The filmmakers also worked with Father Gregory Boyle's Homeboy Industries and the community organizing Legacy LA not only to make sure the script mirrored neighborhood vernacular — kids call their fathers "apa" and not "papi," for instance — but also to help round out the film's cast with former gang members. One such person, Richard Cabral, who has a small part in "A Better Life," was discovered at a Homeboy casting session.
"It felt inherently wrong to tell this story without the right people to tell it," said Weitz, who collaborated with Spanish cinematographer Javier Aguirresarobe and costume designer Elaine Montalvo, the daughter of a migrant farm worker. A local taco truck catered on some days, on others food was provided by a Mexican American-run company. "A lot of the approach has been to been to integrate as much reality as possible," Weitz said.
As father to a now 4-year-old boy, Weitz said he connected with the screenplay's father-son tale. "The father is a good and decent man, but doesn't have enough time to parent his son. And the son has the usual teenage issues with authority and his father," the director said. "But the son is deracinated — he's stuck between a Mexico he doesn't know much about and an American popular culture he doesn't quite understand. He's never fully at home."
In looking for the pickup, the father and son grow closer — even as the task exposes Carlos to possible deportation. "The issues that the film raise are the biggest ones," Weitz said. "It's about the love of a father for a son."
While Weitz and McLaughlin call the film "apolitical," the movie nevertheless has a point of view about immigration: Our current laws destroy families, deportation is only a temporary (and pitiless) remedy, and put in the same situation many of us might do exactly what Carlos (and the illegal immigrants that he represents) does — survive by any means necessary.
"When you turn a camera on somebody, you inherently humanize them," Weitz said of how the film depicts Carlos. "I hope that once you see the movie, it will be hard to look at Mexican American immigrants as the others." Said screenwriter Simon, once a liberal who is now a conservative blogger: "This is an issue where the left and the right should start talking with each other in a straightforward way."

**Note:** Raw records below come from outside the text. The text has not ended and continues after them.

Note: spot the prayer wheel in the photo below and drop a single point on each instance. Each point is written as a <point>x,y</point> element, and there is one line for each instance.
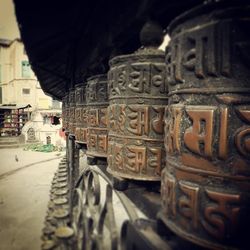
<point>64,112</point>
<point>137,99</point>
<point>72,106</point>
<point>206,181</point>
<point>97,103</point>
<point>81,114</point>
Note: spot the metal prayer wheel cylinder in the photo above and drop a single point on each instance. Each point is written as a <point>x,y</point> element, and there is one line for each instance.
<point>97,103</point>
<point>81,114</point>
<point>65,112</point>
<point>137,99</point>
<point>206,182</point>
<point>72,106</point>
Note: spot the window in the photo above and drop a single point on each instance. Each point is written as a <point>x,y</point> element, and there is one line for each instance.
<point>55,104</point>
<point>26,71</point>
<point>26,91</point>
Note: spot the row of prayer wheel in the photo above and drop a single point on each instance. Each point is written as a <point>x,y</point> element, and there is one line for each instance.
<point>183,118</point>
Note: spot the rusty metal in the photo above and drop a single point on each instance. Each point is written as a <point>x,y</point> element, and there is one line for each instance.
<point>71,115</point>
<point>137,98</point>
<point>97,102</point>
<point>206,182</point>
<point>81,114</point>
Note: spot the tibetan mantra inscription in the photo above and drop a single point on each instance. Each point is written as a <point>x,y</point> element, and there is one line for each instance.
<point>81,114</point>
<point>97,103</point>
<point>206,182</point>
<point>137,99</point>
<point>72,106</point>
<point>65,112</point>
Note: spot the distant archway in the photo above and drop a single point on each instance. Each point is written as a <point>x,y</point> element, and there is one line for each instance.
<point>48,140</point>
<point>31,134</point>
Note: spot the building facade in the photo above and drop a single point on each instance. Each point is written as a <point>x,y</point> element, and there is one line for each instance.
<point>18,83</point>
<point>20,87</point>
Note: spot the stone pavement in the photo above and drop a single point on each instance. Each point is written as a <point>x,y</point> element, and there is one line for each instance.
<point>8,158</point>
<point>24,195</point>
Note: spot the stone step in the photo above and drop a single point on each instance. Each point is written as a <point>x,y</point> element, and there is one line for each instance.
<point>16,145</point>
<point>9,142</point>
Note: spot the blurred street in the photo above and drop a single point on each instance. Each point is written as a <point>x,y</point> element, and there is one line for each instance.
<point>24,195</point>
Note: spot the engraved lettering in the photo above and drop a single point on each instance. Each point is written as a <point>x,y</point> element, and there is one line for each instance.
<point>112,120</point>
<point>157,123</point>
<point>139,78</point>
<point>93,117</point>
<point>102,143</point>
<point>118,156</point>
<point>103,116</point>
<point>198,138</point>
<point>136,158</point>
<point>158,77</point>
<point>188,203</point>
<point>155,161</point>
<point>242,137</point>
<point>138,124</point>
<point>173,132</point>
<point>169,194</point>
<point>223,143</point>
<point>121,118</point>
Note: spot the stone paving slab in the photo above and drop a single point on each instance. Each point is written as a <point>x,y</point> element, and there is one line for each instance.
<point>8,161</point>
<point>23,204</point>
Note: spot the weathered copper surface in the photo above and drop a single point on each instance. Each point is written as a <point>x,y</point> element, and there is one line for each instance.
<point>137,98</point>
<point>65,112</point>
<point>97,102</point>
<point>206,182</point>
<point>81,114</point>
<point>72,107</point>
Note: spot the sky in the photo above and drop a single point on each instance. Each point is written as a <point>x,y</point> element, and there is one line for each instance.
<point>8,24</point>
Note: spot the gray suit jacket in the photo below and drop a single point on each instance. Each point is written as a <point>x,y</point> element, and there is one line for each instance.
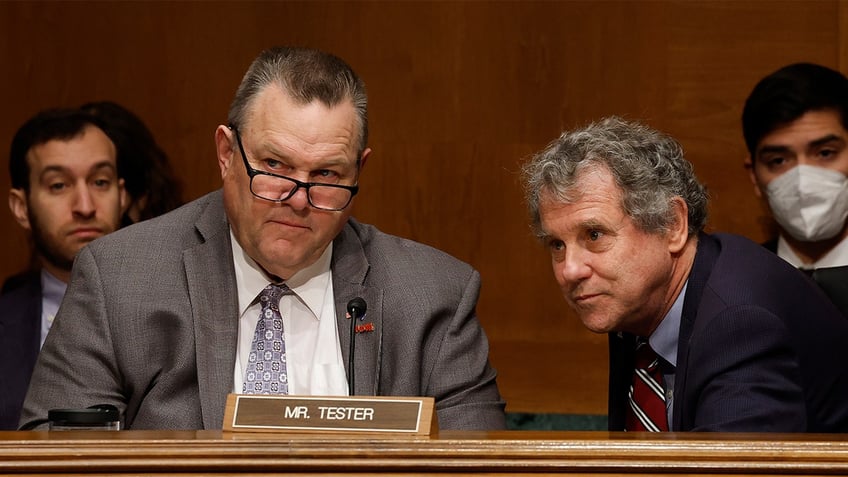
<point>149,323</point>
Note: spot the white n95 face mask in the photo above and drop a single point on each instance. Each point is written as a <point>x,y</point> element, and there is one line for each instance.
<point>810,203</point>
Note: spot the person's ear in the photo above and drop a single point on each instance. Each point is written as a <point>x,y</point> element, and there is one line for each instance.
<point>364,157</point>
<point>678,233</point>
<point>224,146</point>
<point>123,197</point>
<point>749,166</point>
<point>20,207</point>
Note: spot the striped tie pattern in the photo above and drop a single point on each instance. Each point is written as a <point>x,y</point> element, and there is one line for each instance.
<point>647,410</point>
<point>266,365</point>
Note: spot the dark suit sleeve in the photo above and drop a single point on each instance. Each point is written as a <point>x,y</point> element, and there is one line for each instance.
<point>743,375</point>
<point>461,377</point>
<point>75,368</point>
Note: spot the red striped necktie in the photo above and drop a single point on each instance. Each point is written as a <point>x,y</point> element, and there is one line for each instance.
<point>646,410</point>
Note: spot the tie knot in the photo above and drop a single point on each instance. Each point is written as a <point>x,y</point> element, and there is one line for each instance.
<point>646,357</point>
<point>272,294</point>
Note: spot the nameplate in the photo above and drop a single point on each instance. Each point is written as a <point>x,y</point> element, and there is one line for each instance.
<point>328,414</point>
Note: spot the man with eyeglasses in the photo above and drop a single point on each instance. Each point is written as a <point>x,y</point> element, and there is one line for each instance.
<point>163,320</point>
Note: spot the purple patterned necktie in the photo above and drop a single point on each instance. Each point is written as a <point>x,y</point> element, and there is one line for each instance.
<point>266,365</point>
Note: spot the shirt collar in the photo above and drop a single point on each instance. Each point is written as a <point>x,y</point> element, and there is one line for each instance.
<point>665,338</point>
<point>308,284</point>
<point>52,289</point>
<point>837,257</point>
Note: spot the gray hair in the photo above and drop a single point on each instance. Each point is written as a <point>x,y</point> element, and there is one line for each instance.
<point>306,75</point>
<point>648,166</point>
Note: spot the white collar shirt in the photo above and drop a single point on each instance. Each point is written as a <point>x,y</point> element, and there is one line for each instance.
<point>837,257</point>
<point>52,292</point>
<point>314,358</point>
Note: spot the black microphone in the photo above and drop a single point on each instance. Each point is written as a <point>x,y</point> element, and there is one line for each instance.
<point>356,308</point>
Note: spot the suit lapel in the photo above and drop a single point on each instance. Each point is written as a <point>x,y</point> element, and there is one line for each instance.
<point>212,291</point>
<point>705,257</point>
<point>349,269</point>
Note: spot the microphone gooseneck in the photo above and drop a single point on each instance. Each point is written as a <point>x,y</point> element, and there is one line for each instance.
<point>356,308</point>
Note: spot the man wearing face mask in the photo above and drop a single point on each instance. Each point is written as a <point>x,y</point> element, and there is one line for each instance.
<point>795,124</point>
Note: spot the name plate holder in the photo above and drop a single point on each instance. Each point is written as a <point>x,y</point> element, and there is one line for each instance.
<point>324,415</point>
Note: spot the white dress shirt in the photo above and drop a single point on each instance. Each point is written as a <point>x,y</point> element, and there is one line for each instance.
<point>837,257</point>
<point>52,292</point>
<point>313,353</point>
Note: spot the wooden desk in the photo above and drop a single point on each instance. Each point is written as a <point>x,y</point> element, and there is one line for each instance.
<point>456,453</point>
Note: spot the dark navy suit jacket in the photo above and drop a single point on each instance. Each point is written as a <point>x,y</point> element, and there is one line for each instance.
<point>760,348</point>
<point>20,336</point>
<point>833,280</point>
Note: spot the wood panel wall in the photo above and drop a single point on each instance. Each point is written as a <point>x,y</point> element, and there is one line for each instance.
<point>460,94</point>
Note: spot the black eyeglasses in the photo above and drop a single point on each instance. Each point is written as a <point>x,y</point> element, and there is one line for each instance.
<point>277,188</point>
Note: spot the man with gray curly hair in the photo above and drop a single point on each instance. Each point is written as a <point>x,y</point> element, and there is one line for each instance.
<point>708,332</point>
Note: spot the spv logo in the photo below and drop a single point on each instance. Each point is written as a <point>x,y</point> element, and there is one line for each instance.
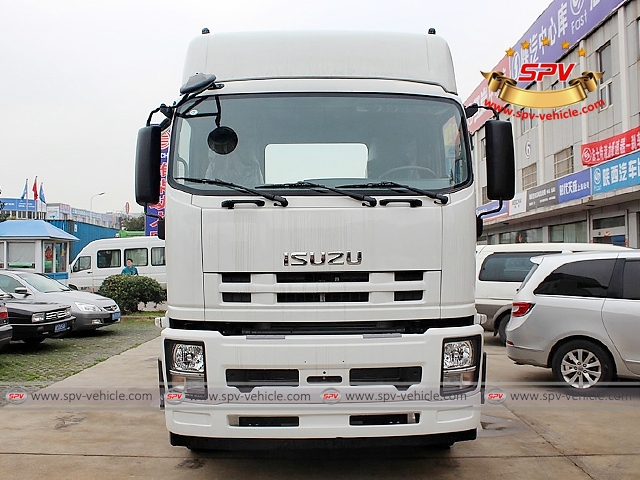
<point>16,396</point>
<point>530,72</point>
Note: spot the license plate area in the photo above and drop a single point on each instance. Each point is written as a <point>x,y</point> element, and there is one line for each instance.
<point>61,327</point>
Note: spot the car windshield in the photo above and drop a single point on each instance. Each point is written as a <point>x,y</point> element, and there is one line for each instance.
<point>43,284</point>
<point>269,140</point>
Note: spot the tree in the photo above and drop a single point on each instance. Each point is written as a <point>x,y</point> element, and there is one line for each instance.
<point>133,223</point>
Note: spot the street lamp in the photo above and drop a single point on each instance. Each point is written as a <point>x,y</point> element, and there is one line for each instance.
<point>91,205</point>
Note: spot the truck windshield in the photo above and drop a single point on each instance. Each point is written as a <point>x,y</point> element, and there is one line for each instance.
<point>333,139</point>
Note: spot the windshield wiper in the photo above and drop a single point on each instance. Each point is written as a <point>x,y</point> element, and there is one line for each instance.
<point>356,196</point>
<point>436,196</point>
<point>283,202</point>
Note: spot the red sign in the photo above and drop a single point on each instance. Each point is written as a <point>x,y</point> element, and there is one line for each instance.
<point>537,71</point>
<point>603,150</point>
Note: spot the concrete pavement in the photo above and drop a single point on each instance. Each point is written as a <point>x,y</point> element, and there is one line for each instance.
<point>520,439</point>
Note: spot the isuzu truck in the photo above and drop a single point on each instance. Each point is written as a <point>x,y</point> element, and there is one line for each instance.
<point>320,227</point>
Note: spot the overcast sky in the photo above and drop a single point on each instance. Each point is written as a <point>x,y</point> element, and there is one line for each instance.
<point>78,78</point>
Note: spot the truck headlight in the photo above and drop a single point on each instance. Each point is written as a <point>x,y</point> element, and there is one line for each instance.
<point>186,368</point>
<point>460,365</point>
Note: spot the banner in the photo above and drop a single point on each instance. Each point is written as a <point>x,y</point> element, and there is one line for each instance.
<point>594,153</point>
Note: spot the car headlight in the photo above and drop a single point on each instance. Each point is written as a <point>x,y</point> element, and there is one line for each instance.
<point>87,307</point>
<point>186,368</point>
<point>460,365</point>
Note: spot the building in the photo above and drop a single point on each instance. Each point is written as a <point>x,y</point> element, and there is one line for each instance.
<point>578,166</point>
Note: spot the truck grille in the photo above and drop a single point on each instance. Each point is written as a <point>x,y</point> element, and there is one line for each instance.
<point>321,287</point>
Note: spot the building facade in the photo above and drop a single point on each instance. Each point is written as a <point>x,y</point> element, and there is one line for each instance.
<point>577,166</point>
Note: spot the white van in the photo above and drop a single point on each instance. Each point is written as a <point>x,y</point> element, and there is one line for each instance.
<point>105,257</point>
<point>500,269</point>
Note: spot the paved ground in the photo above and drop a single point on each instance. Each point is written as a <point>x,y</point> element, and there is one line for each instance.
<point>36,366</point>
<point>521,439</point>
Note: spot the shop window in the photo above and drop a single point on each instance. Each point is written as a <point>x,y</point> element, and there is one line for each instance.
<point>569,233</point>
<point>563,163</point>
<point>609,222</point>
<point>605,65</point>
<point>21,254</point>
<point>529,176</point>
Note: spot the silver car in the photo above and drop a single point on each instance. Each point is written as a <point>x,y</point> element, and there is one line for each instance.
<point>579,314</point>
<point>91,310</point>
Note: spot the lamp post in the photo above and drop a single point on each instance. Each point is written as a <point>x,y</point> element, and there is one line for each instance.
<point>91,205</point>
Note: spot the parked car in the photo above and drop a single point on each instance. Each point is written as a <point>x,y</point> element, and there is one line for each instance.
<point>32,321</point>
<point>500,269</point>
<point>6,329</point>
<point>90,309</point>
<point>107,256</point>
<point>579,314</point>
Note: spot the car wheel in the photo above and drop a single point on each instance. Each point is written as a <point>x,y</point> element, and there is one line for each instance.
<point>582,364</point>
<point>502,328</point>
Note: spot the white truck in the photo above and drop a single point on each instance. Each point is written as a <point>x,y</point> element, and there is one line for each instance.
<point>320,234</point>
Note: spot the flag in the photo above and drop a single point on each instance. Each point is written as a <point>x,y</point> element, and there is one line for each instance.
<point>24,192</point>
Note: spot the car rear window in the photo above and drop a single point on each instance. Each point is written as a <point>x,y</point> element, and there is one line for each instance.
<point>507,267</point>
<point>587,278</point>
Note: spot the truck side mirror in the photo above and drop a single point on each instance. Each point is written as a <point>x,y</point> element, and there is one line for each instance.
<point>501,171</point>
<point>148,155</point>
<point>501,168</point>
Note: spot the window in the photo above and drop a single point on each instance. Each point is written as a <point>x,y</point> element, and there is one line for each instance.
<point>605,65</point>
<point>529,176</point>
<point>589,278</point>
<point>157,256</point>
<point>140,256</point>
<point>631,281</point>
<point>569,232</point>
<point>21,254</point>
<point>109,258</point>
<point>507,267</point>
<point>563,162</point>
<point>83,263</point>
<point>609,222</point>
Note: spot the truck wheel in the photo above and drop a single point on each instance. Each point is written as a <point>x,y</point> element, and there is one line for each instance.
<point>502,328</point>
<point>582,364</point>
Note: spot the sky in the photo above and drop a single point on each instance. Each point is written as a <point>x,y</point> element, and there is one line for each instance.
<point>79,78</point>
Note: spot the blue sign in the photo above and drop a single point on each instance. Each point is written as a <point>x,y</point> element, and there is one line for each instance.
<point>17,204</point>
<point>562,21</point>
<point>574,186</point>
<point>615,174</point>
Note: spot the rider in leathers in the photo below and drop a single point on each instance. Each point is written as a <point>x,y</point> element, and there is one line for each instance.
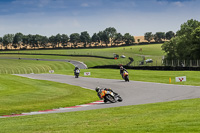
<point>122,69</point>
<point>101,92</point>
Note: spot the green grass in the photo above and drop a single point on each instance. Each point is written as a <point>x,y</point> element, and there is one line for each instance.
<point>193,77</point>
<point>152,51</point>
<point>177,116</point>
<point>28,66</point>
<point>149,49</point>
<point>18,95</point>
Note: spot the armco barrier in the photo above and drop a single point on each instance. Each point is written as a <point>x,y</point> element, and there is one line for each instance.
<point>164,68</point>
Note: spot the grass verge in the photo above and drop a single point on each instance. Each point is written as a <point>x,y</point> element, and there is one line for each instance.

Summit is trying to sell "A Better Life" to two distinct audiences — the largely Caucasian art-house crowd, and working-class Latinos. It's a tricky strategy, and even when it works, as with 2008's "La Misma Luna," the returns are good but not great (that film grossed $12.6 million). When the dual-track campaign doesn't work, the proceeds can be paltry: 2006's "Quinceanera," winner of Sundance's top drama prize, grossed just $1.7 million.
Bichir believes the film holds wide appeal. "This movie isn't about having papers or not. It's about fulfilling your dreams and taking care of your blood," the actor said. "I think immigration is going to be the main issue around the world for the next 20-30 years. There isn't a single activity where an immigrant isn't involved. And especially Mexican illegal immigrants."
Times staff writer Nicole Sperling contributed to this report.